The high cost of borrowing has had a negative effect on consumer behavior, with businesses refraining from expanding and consumers avoiding loans.

The decline in private sector credit, which hit a 22-year low in December, has been blamed on the expensive lending rates.

The hope is that the current rate cuts will encourage borrowing, stimulate economic activities, and create a favorable environment for investment and consumption in the coming months.

Standard Chartered Bank Kenya’s CEO, Kariuki Ngari, echoed Gachora’s sentiments, suggesting that lenders need to ensure their rates move more closely in line with the CBK’s benchmark rate.

“Last year, interest rates were only moving in one direction which was up, now interest rates are coming down, we have to go back to the model and see whether the adjustment is as fast as that of the CBR and what needs to be done if it isn’t the case,” Ngari noted.

Following the CBK’s warning in February, some of the country’s largest banks, including Equity Bank, KCB Bank, and Co-operative Bank, made adjustments to their lending rates.

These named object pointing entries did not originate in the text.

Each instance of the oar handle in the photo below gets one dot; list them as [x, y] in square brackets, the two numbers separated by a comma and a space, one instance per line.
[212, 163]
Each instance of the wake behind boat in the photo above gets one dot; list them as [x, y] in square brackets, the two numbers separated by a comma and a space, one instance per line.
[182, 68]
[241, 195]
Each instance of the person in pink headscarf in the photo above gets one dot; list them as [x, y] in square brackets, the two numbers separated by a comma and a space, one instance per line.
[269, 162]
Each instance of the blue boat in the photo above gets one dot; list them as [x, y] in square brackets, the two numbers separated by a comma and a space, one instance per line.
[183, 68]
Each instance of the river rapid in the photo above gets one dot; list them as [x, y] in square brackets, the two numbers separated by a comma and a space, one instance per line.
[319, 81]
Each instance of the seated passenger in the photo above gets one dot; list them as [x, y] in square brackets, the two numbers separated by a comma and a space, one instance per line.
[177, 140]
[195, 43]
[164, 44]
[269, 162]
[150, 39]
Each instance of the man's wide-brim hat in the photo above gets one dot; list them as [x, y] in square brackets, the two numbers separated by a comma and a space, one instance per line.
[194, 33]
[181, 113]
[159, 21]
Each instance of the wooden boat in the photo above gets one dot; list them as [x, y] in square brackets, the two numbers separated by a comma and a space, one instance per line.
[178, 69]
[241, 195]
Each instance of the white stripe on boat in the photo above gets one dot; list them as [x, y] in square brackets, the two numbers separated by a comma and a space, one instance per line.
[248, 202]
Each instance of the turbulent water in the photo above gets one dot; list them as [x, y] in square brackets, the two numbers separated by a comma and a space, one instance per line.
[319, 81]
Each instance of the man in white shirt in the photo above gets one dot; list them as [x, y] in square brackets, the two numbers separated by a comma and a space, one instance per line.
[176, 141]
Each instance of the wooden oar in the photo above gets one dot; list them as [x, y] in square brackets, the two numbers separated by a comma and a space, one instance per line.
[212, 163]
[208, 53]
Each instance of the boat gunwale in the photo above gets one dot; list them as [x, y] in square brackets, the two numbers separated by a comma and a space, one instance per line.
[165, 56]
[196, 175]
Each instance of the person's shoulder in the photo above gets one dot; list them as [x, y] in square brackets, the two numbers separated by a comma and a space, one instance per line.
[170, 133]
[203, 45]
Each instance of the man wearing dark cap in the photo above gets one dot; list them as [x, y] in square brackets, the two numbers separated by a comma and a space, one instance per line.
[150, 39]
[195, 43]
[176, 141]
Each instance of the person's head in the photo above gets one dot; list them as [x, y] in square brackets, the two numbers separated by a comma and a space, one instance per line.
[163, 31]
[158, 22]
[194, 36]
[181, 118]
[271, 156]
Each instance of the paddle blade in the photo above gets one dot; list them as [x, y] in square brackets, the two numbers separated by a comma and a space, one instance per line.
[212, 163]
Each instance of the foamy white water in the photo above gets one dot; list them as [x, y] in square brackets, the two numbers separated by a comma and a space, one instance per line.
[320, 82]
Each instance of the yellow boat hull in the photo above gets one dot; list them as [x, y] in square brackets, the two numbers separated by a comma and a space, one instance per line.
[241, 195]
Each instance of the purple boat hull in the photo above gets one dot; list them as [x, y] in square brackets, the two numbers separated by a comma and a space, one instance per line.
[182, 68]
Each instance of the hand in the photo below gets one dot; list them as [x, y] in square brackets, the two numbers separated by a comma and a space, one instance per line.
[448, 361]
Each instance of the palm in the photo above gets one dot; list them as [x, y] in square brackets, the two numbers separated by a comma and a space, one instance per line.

Equity Bank cut its reference rate from 17.39 percent to 14.39 percent, KCB reduced its rate from 16.6 percent to 14.6 percent, and Co-op Bank lowered its benchmark rate to 14.5 percent from 16.5 percent.

Despite these changes, the impact of reduced borrowing costs remains uncertain.

Bank profits, however, have continued to rise, with some top banks announcing record dividends to shareholders, buoyed by high lending rates.